Alkylation of liver nucleic acids of rats treated with nitrosobis(2-oxopropyl)amine (BOP), nitrosomethyl(2-oxopropyl)amine (NMOP), and (methylazoxy)methane (AOM) was studied by using deuterium-labeled compounds. Six hours after treatment of each rat with 5-10 mg of compound, nucleic acids were isolated from the liver of two rats and hydrolyzed in dilute acid, and the fraction containing 7-methylguanine (7-MeG) was separated by ion-exchange high-pressure liquid chromatography. After purification by repeated chromatography, the sample was analyzed by liquid chromatography in ammonium acetate coupled with thermospray positive ion mass spectrometry.
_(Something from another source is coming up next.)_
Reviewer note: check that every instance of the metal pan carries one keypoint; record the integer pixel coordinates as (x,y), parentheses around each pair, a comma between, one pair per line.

AOM containing a deuterated methyl group proximal to the oxygen-bearing nitrogen gave 7-MeG containing three deuterium atoms (169 amu), whereas AOM having the methyl group distal to oxygen deuterated produced 7-MeG without deuterium (166 amu). This indicates that methylation of nucleic acids is through oxidation of AOM to (methylazoxy)methanol and the corresponding aldehyde. BOP-d4, in which both .alpha.-methylenes contained deuterium, gave rise to 7-MeG containing two atoms of deuterium (168 amu). NMOP-d5, with deuterium in the N-methyl and in the .alpha.-methylene, gave rise only to 7-MeG containing three deuterium atoms. The methyl-d3 group must originate from the N-methyl of NMOP, probably through formation of a methyldiazonium ion. This result lends support to a mechanism involving a Baeyer-Villiger oxidation of the ketone, rather than oxidation of the N-methyl and formation of an (oxopropyl)diazonium ion, which could give rise to a methylating agent following cyclization.